Article is prepared by Maria Komissarova, a consultant of Confidence Group, 29.03.2016
A foreign legal entity that is commercial organization has the right to carry out activities in Russia through a branch or a representative organization right after the receipt of the corresponding accreditation.
When the certificate of registration in the register of accredited branches / representative offices of foreign legal entities in Russia is received, organizations are invited to certify the number of foreign workers in their companies, who are later issued with a certificate of personal accreditation. As a rule, there are no difficulties to certify up to five foreign workers. Branches / representative offices, intending to attract more than five foreign workers from the developed countries, may increase the number of foreign workers, but an increase of foreign workers from the "migratory-dangerous" countries is very difficult and unwarranted process for them.
Many employers believe that the phrase "certifying the number of foreign workers" automatically gives the right to hire foreign workers without a work permit, while others believe a work permit is not required for the employees who are working in Russia, but concluded an employment contract with the parent company located abroad which is paying the salary. Is it right? Is it necessary to issue a work permit for the employees of accredited branches / representative offices after all? Moreover, what is the FMS position on this issue?

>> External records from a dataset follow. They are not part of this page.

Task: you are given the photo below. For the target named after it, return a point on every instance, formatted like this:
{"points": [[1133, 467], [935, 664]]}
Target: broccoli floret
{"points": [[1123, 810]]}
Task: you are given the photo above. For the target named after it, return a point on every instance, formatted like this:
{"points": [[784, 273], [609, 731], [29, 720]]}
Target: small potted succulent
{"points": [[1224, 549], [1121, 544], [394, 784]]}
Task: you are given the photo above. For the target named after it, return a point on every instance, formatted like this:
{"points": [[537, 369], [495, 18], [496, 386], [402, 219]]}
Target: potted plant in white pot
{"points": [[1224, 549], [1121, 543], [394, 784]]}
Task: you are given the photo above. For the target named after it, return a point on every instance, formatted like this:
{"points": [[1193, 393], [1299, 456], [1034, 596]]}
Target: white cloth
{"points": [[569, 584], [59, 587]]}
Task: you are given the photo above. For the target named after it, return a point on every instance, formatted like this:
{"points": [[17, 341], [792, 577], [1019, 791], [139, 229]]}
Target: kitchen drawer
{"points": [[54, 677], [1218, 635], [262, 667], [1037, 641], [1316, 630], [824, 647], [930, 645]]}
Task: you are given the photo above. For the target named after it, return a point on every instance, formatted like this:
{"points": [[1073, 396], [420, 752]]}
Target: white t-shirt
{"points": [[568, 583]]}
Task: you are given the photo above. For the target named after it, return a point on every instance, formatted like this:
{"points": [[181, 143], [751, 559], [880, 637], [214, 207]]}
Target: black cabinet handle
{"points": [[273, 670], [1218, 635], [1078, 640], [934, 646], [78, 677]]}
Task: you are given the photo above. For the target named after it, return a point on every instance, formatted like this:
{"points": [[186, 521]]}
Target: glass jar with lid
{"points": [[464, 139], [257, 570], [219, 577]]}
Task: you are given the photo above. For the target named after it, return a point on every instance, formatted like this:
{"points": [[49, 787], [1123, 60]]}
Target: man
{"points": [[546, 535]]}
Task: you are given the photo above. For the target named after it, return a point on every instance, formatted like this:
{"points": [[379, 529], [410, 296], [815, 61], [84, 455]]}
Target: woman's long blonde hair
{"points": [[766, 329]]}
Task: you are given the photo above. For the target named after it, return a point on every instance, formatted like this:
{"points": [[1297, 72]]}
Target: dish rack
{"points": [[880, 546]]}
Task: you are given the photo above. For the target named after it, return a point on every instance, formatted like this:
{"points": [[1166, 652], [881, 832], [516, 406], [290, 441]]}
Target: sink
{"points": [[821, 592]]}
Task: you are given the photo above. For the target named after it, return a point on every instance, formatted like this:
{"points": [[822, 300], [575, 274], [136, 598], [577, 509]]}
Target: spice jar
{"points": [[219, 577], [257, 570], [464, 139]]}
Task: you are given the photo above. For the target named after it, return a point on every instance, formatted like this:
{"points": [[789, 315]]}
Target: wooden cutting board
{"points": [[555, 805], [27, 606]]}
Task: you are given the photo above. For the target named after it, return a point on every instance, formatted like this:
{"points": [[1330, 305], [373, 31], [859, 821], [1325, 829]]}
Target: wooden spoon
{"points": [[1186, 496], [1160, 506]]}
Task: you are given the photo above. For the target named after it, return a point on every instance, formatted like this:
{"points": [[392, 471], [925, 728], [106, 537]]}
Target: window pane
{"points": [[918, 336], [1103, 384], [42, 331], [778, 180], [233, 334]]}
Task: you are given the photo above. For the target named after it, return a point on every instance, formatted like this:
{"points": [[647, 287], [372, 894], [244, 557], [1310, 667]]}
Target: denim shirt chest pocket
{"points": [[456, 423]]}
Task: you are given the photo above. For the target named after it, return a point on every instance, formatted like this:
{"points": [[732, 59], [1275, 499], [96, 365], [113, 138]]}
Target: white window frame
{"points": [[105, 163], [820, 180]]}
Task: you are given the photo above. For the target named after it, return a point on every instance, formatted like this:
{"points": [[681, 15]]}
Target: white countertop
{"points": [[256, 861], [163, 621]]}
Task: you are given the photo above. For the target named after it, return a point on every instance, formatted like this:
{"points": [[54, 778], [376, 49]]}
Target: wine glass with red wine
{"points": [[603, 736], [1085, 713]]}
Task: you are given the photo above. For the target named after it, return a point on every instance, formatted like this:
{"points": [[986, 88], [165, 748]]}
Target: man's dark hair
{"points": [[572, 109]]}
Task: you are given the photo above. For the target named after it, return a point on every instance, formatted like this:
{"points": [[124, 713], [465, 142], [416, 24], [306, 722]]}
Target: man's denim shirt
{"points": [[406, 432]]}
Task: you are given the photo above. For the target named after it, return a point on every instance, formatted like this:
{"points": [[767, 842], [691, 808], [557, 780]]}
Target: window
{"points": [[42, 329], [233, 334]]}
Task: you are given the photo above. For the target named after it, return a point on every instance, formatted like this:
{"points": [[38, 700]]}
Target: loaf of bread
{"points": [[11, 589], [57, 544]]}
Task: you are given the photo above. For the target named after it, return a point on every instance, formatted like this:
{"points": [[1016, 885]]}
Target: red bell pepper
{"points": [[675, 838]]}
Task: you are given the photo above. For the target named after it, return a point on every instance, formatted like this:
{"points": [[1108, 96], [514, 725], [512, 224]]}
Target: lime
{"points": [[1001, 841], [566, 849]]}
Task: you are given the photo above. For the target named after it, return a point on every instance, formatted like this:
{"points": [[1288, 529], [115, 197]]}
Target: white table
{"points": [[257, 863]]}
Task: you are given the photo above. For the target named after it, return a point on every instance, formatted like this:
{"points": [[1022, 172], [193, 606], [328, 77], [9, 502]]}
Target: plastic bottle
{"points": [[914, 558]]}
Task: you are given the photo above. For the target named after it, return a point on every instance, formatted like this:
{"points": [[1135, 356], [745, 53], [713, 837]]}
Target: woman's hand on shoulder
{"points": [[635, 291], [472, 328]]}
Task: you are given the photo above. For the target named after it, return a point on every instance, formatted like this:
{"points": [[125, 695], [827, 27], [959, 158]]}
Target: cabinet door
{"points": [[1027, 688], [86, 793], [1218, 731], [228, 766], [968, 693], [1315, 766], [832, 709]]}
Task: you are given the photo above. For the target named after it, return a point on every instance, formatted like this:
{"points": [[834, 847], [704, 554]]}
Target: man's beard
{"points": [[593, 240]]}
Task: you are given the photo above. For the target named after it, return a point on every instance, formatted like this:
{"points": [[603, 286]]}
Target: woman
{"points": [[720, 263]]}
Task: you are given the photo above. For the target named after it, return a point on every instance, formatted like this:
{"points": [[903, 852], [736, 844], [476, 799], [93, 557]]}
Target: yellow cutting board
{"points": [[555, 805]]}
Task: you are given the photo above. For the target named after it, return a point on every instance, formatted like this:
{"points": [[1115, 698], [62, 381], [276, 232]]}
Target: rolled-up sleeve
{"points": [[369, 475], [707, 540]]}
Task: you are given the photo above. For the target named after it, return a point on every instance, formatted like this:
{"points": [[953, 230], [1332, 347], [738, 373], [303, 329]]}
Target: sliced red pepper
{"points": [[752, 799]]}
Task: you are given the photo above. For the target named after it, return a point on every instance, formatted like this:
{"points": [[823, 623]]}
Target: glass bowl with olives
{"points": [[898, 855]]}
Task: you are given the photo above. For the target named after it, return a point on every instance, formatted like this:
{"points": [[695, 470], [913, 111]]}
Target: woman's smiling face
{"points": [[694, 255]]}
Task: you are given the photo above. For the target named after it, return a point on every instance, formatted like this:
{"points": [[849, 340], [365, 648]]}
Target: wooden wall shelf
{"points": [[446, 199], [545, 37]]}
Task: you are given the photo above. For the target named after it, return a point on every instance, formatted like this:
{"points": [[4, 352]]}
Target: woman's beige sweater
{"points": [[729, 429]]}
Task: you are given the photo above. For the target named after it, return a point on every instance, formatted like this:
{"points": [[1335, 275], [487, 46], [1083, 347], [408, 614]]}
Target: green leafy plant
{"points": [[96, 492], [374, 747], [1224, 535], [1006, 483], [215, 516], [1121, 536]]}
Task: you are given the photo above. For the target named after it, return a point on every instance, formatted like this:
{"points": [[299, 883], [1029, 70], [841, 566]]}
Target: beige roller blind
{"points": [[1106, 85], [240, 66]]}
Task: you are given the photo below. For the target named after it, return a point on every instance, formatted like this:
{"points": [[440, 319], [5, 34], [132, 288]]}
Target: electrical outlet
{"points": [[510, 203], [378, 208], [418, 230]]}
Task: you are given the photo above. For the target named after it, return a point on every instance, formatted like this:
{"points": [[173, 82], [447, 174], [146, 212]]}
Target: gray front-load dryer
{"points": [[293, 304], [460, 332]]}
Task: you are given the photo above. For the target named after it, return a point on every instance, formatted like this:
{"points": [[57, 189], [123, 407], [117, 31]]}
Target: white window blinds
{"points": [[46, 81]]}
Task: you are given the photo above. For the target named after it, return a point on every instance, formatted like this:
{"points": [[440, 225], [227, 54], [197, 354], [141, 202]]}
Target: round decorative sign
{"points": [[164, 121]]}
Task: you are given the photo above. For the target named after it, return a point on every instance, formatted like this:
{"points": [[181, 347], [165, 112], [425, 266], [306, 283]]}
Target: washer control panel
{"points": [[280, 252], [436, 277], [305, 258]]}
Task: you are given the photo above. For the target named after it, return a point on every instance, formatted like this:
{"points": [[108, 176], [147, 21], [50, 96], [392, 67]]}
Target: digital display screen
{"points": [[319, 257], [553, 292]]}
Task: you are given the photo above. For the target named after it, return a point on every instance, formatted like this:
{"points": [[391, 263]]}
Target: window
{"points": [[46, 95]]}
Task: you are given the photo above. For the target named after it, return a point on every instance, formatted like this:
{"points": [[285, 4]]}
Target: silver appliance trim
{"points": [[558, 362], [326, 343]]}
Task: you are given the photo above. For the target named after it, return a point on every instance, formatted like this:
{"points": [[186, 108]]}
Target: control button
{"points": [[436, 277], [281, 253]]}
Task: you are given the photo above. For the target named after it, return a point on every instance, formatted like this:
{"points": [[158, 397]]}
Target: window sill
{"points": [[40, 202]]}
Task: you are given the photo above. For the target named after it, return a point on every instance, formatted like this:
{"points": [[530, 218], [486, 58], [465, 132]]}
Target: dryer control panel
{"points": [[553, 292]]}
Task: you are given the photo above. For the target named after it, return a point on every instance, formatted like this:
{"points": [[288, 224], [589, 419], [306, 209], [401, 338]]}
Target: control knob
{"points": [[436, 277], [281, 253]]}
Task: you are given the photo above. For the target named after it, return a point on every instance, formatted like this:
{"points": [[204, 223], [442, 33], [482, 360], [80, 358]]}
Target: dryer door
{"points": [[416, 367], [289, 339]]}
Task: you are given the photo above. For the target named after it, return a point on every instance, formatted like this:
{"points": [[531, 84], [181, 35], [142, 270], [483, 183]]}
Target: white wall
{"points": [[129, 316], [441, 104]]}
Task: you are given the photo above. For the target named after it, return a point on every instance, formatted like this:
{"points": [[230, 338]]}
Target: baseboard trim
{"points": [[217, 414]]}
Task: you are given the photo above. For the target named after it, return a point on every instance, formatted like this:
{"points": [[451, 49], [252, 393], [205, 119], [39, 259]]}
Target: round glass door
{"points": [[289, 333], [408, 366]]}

In accordance with paragraphs 12 and 13, clause 1, Article 2 of the Federal Law as of July 25, 2002 № 115-FZ "On the Legal Status of Foreign Citizens in Russia" (hereinafter - the Law), the foreign workers are the foreign citizens temporarily residing in Russia and working under an employment contract or a civil contract on the execution of works (services).
The employers have the right to attract foreign workers if there is a permit to attract and use foreign workers, and the foreign citizen has the right to work if he/she reached the age of eighteen years with a work permit or a patent (Clause 4, Art. 13 of the Law).
Therefore, as a general rule the attracting of foreign citizens for work and services under an employment contract or civil contracts in Russia should be carried out only if the organization got the permission to hire foreign labor and a foreign citizen obtained a work permit (or patent).
According to the law the employer is a person or a legal entity received in the prescribed manner the permission to employ foreign workers on the basis of the employment contracts with them (clause. 2, Art. 13 of the Law). This federal law does not provide any exemptions for foreign legal entities. Taking into account the above rules, the employer can be any organization, employing foreign citizens in Russia, including acting as members of representative offices of the foreign organization, accredited in Russia.
Exceptions are accredited employees of representative offices of foreign legal entities in several countries on the basis of the principle of reciprocity in accordance with international treaties with Russia, and providing their compliance with certain conditions, a work permit is not required.
Such international treaties concluded with France, South Korea, as well as the EEU member countries, namely, Kazakhstan, Belarus, Armenia and Kyrgyzstan.
The fact that the FMS has always accepted and will continue to accept documents for the issue of work permits for this category of foreign citizens, confirms the need for a work permit for the employees of branches / representative offices. Upon that, it doesn’t matter whether there is a personal accreditation of such a foreign citizen or not. Moreover, the employer may issue a number of work permits, exceeding the certified number of foreign workers for this organization.
Therefore, the certifying a number of foreign workers with a further issue of personal accreditation of branch / representatives employees, when it comes along with the legalization of foreign citizens in Russia, is rather secondary item. And such a certifying is not a basis for work with the exception of cases provided by international treaties, as described above.
Foreign employees of branches / representative offices are supposed to be issued with the work permit under the standard procedure (obtaining a permit to employ foreign labor with a further issue of work permit up to 1 year), as well as under the program for highly qualified specialists for a period of up to 3 years.
Foreign employees of branches / from visa-free countries have to issue the patent for work.
Please note that the Chamber of Commerce and Industry of RF (the CCI) requires the provision of the original work permit when getting a visa support to foreign employees of branches of foreign legal entities.
It is also possible to use visa support by direct apply of the employer in the FMS.
Once the organization is registered, the branches / representative offices are entitled to issue invitations and visas for their employees on the basis of and for the duration of previously obtained work permits, bypassing the CCI.
In summary, we would like to point out once again, that we do not see any grounds to fail the issue the work permit for foreign employees working in Russia by representative offices and branches of foreign companies. Moreover, the penalties for illegal employment of foreign citizens in Russia are very impressive, and the cases of sanctions are not so rare.